Originally Posted by Rhettsker


Ingwe, Form, and others,

With the monos and the .22 CF calibers, do you tend to alter your shot placement (e.g. aim for the shoulder bones, etc) or possible use only head/neck shots. In other words, what is preferred shot placement with the monos in a 22 caliber? Also, do you differ shot placement depending upon whether using a mono vs. a bonded bullet?

Thanks much and great topic,
R



I personally do. With monos I want bone to help with opening. The more bone they hit, the better they preform and the wounds are small enough that a lot of meat isn’t lost even if popping shoulders. With bullets like the 77gr TMK and 75gr Gold Dot it depends. Bucks get broke shoulders, meat gets rib shots. These bullets cause enough damage that if they hit bone, you’ll lose most or all of that quarter. Booners I’m not to concerned with that, but on meat I am.






Originally Posted by ChetAF
Form,

I have always had good luck with Partitions, as they have a really soft nose section that comes apart, with the rear section usually punching through. Have you used many in the 6.5 or .223?

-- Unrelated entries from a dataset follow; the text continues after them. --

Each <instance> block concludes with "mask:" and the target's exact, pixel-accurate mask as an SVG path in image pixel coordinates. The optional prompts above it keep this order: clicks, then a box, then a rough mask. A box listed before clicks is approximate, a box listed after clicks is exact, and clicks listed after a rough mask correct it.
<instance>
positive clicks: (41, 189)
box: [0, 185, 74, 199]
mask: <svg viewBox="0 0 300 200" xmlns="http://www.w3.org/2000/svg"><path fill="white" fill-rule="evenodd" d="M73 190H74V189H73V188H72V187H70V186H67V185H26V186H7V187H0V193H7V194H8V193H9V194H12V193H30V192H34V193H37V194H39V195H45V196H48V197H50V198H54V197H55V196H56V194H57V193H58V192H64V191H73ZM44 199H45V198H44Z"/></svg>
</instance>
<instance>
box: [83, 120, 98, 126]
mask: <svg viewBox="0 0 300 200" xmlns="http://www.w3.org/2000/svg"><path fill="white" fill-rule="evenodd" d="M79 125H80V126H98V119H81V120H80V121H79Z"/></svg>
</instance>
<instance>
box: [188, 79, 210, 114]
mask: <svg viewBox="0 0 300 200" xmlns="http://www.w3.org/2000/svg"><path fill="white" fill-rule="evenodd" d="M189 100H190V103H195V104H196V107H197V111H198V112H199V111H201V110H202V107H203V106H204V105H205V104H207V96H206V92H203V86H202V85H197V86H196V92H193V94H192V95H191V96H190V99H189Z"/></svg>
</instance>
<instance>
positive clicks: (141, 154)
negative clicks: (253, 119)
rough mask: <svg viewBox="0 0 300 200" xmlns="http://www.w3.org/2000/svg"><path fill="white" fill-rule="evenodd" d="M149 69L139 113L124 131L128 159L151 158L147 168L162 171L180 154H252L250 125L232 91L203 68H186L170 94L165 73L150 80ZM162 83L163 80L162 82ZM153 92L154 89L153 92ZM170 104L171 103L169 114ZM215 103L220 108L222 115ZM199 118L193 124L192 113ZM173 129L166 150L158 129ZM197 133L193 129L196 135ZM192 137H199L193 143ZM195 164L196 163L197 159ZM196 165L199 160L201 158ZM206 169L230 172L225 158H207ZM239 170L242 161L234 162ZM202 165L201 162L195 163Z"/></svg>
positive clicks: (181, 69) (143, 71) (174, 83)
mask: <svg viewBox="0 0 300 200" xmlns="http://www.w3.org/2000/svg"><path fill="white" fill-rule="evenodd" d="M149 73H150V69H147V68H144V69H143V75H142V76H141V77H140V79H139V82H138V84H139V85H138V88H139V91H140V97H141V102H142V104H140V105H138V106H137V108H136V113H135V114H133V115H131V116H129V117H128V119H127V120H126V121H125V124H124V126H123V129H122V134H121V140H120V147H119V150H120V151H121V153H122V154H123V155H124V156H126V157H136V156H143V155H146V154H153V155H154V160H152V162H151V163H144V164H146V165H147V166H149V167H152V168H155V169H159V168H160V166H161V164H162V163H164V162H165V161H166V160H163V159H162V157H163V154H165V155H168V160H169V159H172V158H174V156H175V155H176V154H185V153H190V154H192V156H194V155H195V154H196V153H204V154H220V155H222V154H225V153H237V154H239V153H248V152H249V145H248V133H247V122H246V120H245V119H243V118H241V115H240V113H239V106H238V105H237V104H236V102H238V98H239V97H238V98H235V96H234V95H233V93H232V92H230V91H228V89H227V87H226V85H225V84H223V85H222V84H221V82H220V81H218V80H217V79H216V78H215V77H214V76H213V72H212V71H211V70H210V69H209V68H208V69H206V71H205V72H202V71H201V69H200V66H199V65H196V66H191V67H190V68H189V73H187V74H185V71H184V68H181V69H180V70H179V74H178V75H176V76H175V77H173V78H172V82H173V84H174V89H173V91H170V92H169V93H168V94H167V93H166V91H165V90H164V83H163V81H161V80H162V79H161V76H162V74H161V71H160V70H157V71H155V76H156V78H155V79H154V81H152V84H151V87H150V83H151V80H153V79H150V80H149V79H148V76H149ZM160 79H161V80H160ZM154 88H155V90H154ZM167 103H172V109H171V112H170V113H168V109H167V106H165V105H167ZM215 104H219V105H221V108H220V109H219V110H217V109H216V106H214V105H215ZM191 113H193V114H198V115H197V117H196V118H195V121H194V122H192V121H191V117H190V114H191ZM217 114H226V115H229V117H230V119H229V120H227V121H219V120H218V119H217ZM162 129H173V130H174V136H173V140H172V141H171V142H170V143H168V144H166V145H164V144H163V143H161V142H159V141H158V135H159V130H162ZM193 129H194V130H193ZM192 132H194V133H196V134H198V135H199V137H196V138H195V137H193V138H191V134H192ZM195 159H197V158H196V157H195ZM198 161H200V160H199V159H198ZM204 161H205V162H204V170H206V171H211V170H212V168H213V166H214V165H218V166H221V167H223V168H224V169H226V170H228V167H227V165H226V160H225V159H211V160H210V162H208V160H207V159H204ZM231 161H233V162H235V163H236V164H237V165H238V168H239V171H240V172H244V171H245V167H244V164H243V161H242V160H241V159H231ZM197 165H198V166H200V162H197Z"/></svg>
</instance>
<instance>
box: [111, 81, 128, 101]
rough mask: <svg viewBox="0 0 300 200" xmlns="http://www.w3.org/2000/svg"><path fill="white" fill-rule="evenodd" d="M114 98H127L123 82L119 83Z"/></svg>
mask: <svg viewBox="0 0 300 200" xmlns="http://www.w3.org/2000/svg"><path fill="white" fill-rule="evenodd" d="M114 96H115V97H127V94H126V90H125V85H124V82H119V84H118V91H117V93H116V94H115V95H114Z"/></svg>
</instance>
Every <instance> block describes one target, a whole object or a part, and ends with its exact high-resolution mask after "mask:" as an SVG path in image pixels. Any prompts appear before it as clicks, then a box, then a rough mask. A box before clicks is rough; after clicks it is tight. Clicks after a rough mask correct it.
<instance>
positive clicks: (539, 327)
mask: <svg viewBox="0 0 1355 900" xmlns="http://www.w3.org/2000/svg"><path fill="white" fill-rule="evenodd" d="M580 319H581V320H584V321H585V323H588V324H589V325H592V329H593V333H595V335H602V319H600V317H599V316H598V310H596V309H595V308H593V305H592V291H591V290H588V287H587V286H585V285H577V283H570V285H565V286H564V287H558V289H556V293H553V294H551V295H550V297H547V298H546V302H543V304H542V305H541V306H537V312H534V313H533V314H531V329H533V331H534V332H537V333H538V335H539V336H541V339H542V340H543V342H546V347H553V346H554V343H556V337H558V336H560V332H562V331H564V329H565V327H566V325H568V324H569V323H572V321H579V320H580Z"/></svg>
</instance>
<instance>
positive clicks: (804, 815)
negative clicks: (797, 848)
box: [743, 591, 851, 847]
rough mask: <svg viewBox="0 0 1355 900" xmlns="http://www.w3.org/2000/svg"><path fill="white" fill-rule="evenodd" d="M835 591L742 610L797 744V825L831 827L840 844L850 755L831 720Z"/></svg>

Lots. Partitions are probably the most consistent bullets made from a terminal perspective. Matter of fact, thinking about it- they might be the only bullets I’ve never seen anything weird with. Accuracy hasn’t ever been great in the .22’s, though good enough for most uses. Above that Partitions have been great.



Originally Posted by ingwe
Form- couple good posts!

I agree on most points, though I do love me some monos in the little guns....however on the damage subject I did use the Nosler 64 BSB on a couple deer and considered the damage to be excessive, so quit using them. The monos do indeed leave smaller wounds channels. In the dozens of deer Ive killed and butchered, most looked like they had been killed with a drill ...but if that wound channel is in the right place, Ive had excellent results.
Had good results with the old 55 grain Trophy Bonded,and am getting some good results with the 55 Gr. speer Gold Dot.




The 64gr BSB is a monster of a bullet. It was engineered to do exactly that- put big holes deep into tissue. As you said though.... stay away from bone.

I dig the monos. Don’t want anyone to think otherwise. I’ve killed a lot with 70gr TSX’s, as well as the lighter versions. They work well, but do have a relatively narrow and deep wound channel. Not a problem as long as a person understands that. I treat monos like an arrow that goes through bone.